Arkasına birçok şer odağının desteğini alarak güçlenen ve sadece darbe değil, aynı zamanda katliam planları yapan FETÖ yapılanmasının karşısında milletimizi muzaffer eyleyen, ilahî kudretten başkası değildir. Bu asi topluluğa karşı göğsünü siper eden halkımızın yegâne istidadı ve imdadı, Allah’a olan imanı ve vatana olan aşkıdır. Hak Teala, bu imanı ve aşkı karşılıksız bırakmamıştır. Bir yıl sonra bugün, O’na olan hamdimizi ve şükrümüzü artırmak öncelikli vazifemiz olmalıdır.

Aradan bir yıl geçtikten sonra bugün daha net bir biçimde görmekteyiz ki, kendilerine din-i mübin-i İslam’dan meşruiyet zemini üretmeye çalışan ayrılıkçı ideolojiler, siyasi ve iktisadi emellerine ulaşabilmek adına Allah’ın kelamını kullanmaya yeltenenler ümmete çok büyük zararlar vermektedir. Yaşadıklarımız, sadece din istismarının değil, aynı zamanda dış mihrakların da emperyalist hesaplarına ulaşmak adına dini ve din adamı kimliğini nasıl hunharca harcayabileceğinin acı bir ispatıdır.

Ancak “Yeryüzünde bozgunculuk çıkarmayın.” denildiğinde “Aksine biz ıslah ediyoruz.” diyen ikiyüzlü din bezirgânlarının zihinlerimizde oluşturduğu endişeleri ve gönüllerimizde açtığı yaraları onarmak elimizdedir. İslam’ı istismar edenler, bizi dinden ve dinin yüce değerlerinden uzaklaştırmamalıdır. İnsanların din perdesi arkasına sığınarak yaptıkları, bizim dinin gerçekliğini görmemize engel olmamalıdır.

15 Temmuz’dan sonra birliğimizi ve dirliğimizi muhafaza etme adına ülkemizin dört bir yanında oluşan coşkunun, kararlılığa ve istikrara dönüşmesi için her birimizin üzerine düşen sorumluluklar vardır. Güven bunalımını aşmak, önce Allah’a sonra da birbirimize duyduğumuz güveni pekiştirmekle, fitne ve fesat söylemlerine itibar etmemekle mümkün olacaktır.

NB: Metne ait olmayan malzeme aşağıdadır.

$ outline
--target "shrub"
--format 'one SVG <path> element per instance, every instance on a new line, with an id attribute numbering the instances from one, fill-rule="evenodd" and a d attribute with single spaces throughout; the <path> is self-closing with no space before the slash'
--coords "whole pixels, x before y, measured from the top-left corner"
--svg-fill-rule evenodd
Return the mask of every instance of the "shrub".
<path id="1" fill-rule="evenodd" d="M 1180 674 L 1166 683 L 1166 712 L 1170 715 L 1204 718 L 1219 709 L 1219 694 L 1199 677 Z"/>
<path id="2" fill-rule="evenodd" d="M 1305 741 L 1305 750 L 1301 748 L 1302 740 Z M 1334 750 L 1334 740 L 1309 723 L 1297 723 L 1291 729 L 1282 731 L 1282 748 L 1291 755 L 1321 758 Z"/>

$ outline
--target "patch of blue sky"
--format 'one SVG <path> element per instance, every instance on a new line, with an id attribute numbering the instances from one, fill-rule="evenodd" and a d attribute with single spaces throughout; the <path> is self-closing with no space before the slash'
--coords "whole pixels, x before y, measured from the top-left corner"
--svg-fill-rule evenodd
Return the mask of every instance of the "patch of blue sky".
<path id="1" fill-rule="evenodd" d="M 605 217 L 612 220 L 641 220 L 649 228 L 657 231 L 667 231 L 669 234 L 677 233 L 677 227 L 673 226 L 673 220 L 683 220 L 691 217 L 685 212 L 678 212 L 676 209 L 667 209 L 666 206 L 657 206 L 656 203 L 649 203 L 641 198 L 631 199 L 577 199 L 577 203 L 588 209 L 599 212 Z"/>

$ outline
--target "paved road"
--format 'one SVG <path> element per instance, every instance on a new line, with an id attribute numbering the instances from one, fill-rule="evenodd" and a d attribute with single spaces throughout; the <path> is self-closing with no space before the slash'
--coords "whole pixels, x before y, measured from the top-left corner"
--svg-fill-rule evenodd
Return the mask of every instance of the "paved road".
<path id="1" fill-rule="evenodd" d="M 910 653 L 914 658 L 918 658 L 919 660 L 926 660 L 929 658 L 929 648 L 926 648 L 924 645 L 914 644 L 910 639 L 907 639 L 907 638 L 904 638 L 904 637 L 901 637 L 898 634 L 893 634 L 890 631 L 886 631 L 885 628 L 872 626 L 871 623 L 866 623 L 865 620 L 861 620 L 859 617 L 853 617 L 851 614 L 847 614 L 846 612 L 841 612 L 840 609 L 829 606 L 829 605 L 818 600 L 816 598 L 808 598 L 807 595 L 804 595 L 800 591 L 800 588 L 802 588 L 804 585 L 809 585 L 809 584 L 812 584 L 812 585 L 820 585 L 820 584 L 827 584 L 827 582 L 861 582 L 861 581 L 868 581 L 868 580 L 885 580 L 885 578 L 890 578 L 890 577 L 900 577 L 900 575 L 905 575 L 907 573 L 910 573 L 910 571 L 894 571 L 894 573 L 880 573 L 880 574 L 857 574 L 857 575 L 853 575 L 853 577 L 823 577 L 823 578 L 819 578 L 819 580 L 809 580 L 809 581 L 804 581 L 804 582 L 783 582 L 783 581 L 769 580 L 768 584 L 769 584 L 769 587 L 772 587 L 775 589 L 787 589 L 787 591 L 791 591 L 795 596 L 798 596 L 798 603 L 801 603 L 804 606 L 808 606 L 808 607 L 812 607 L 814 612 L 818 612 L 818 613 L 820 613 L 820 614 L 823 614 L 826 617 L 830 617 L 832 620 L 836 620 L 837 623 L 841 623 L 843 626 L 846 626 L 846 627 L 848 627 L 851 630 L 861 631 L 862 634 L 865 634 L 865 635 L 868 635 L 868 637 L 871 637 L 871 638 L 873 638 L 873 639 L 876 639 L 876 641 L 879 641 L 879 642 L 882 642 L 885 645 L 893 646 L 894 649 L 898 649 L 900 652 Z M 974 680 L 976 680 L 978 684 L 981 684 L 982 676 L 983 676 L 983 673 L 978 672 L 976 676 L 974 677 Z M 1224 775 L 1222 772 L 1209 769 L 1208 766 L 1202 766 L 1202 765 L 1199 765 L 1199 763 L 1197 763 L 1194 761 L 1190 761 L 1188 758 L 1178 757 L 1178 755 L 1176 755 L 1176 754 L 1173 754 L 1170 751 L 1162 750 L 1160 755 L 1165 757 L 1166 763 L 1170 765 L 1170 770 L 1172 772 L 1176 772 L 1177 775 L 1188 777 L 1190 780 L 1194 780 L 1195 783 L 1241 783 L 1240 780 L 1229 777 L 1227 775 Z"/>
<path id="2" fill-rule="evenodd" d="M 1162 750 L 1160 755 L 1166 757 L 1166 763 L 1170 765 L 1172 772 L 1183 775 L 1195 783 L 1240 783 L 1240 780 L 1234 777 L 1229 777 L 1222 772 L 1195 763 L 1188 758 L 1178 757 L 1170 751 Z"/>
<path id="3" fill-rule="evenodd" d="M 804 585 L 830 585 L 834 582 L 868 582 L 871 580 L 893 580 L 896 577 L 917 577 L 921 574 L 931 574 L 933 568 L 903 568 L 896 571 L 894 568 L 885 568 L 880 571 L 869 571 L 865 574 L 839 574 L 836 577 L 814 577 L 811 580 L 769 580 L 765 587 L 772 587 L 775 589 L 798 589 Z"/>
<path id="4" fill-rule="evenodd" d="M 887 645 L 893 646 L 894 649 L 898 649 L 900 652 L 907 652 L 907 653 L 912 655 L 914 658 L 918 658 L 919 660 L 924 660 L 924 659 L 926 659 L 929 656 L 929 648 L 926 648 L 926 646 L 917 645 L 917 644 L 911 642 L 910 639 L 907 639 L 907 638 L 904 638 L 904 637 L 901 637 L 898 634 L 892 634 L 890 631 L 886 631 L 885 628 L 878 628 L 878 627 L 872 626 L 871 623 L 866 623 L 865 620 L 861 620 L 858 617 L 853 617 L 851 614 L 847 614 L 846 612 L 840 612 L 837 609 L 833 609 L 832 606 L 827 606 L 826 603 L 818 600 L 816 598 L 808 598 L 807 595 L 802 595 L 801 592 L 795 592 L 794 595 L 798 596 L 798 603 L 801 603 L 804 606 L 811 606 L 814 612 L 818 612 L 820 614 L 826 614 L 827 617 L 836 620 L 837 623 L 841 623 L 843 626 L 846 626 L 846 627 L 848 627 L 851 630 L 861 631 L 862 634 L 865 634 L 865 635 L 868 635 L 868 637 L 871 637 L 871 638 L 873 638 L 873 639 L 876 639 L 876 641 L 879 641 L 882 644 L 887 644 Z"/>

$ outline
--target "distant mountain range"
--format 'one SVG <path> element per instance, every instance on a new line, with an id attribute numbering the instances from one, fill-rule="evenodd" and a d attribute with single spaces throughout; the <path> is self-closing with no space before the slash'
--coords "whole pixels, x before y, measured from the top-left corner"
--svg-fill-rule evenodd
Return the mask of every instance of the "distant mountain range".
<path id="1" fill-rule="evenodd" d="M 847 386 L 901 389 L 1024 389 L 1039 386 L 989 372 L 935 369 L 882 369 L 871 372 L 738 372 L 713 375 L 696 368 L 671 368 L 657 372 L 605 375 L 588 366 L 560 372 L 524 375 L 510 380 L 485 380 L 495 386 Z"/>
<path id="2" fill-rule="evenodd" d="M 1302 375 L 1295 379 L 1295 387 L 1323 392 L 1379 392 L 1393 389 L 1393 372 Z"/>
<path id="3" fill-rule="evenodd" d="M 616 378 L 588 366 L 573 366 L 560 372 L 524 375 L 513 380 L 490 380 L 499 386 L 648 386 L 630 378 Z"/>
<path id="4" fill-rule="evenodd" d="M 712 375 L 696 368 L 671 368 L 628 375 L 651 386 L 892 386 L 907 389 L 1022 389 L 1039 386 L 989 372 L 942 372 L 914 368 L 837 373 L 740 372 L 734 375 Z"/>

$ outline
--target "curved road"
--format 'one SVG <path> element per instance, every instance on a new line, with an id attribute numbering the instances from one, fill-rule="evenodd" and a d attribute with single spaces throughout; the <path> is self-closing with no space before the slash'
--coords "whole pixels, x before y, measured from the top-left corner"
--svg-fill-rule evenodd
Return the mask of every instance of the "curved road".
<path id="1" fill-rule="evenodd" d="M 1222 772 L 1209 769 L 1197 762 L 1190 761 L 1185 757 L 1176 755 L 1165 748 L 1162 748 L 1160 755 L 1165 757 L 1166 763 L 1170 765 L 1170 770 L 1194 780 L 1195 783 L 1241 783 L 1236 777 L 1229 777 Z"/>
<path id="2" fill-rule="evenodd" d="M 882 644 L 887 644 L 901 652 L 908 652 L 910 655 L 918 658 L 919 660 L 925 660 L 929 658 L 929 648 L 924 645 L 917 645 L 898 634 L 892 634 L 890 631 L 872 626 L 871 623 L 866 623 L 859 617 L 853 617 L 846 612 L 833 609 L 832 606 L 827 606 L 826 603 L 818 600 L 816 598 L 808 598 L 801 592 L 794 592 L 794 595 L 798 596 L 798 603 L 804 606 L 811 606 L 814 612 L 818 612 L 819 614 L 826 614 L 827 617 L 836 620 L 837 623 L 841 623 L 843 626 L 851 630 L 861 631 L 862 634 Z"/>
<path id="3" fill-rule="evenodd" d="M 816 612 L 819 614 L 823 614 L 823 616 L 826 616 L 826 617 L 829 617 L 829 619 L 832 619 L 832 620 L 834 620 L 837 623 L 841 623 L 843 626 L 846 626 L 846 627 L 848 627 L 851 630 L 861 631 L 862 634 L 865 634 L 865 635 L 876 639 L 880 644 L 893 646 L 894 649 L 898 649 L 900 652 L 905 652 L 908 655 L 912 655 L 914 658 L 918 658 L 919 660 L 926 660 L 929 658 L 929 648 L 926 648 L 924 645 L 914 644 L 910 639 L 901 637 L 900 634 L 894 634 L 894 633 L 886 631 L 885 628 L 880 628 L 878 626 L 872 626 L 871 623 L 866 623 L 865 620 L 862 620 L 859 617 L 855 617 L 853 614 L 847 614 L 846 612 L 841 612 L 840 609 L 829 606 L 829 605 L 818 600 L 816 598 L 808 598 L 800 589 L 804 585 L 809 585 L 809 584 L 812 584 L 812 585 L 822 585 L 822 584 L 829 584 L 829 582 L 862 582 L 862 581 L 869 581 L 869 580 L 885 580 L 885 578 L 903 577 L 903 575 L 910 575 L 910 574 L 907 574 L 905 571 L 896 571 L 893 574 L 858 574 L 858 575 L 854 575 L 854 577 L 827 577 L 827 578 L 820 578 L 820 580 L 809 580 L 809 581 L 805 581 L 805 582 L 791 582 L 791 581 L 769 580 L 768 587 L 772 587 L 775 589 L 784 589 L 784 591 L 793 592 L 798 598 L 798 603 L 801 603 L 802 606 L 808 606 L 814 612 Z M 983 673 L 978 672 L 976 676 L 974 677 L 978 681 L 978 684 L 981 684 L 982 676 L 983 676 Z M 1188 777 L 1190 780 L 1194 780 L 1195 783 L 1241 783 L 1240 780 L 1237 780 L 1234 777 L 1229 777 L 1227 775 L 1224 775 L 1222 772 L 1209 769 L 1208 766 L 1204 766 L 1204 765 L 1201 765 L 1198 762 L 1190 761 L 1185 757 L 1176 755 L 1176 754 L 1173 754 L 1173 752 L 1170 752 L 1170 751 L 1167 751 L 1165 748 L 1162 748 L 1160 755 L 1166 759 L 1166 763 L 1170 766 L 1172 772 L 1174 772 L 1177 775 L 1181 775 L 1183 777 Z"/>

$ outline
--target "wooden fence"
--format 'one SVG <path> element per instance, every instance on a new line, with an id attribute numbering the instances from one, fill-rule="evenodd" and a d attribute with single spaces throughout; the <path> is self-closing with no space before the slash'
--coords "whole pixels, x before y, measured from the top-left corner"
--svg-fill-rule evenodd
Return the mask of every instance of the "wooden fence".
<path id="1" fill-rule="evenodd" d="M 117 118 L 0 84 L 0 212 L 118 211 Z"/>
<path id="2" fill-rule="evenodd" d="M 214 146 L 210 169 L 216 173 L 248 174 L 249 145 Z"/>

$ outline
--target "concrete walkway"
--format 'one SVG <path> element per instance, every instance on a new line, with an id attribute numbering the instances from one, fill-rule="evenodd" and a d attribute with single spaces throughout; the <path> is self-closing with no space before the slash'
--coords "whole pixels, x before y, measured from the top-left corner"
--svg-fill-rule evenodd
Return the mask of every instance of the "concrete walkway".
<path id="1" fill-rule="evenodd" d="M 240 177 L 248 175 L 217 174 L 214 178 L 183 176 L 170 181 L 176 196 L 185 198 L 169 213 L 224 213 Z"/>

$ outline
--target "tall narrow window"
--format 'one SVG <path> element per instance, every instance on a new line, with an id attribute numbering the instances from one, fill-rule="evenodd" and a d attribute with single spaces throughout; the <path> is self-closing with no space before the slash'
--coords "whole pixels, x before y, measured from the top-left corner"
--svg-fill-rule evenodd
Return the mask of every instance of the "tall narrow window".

Mekke’nin fethinden sonra Hz. Peygamber’e, “Rabbine hamt ederek O’nu yü- celtip anmasını, ayrıca istiğfar etmesini” emreden Allah Teala’nın mesajı (Nasr, 110/1-3.), sarsılmaz düsturumuz olmalıdır. Varlığımızı koruma ve geleceğe taşıma azmini, vatanımızı müdafaa gayretini ve bu zaferi bizlere bahşeden Cenab-ı Hak’tan yarınlarımız için de niyazda bulunmalıyız. Adaletten, merhametten, itidalden, uhuvvetten zerre miktar ayrılmamalı, yarınlara huzur taşımalıyız.

“Hâfız” ismiyle bizleri büyük bir fitneden muhafaza buyuran Rabbimize nihayetsiz hamdolsun. Milletimize bu ağır imtihanda cesaretli, metanetli ve iradeli olmayı nasip eden Yüce Rabbimiz, beraberlik ruhumuzu dağıtmaya, ferasetimizi dumura uğratmaya, soğukkanlı duruşumuzu bozmaya kalkışanlara fırsat vermesin.

Milletimizin geleceğini aydınlık ve müreffeh eylesin. Eman ve emniyeti, selam ve selameti, huzur ve bereketi bu topraklarda daim eylesin. Cenab-ı Hak, imtihanın peşi sıra gelen nimetinden ibret almayı, zaferden hakkaniyet, merhamet ve hikmet üretmeyi, 15 Temmuzdaki “diriliş ruhunu” muhafaza edip sürdürebilmeyi nasip etsin. Amin.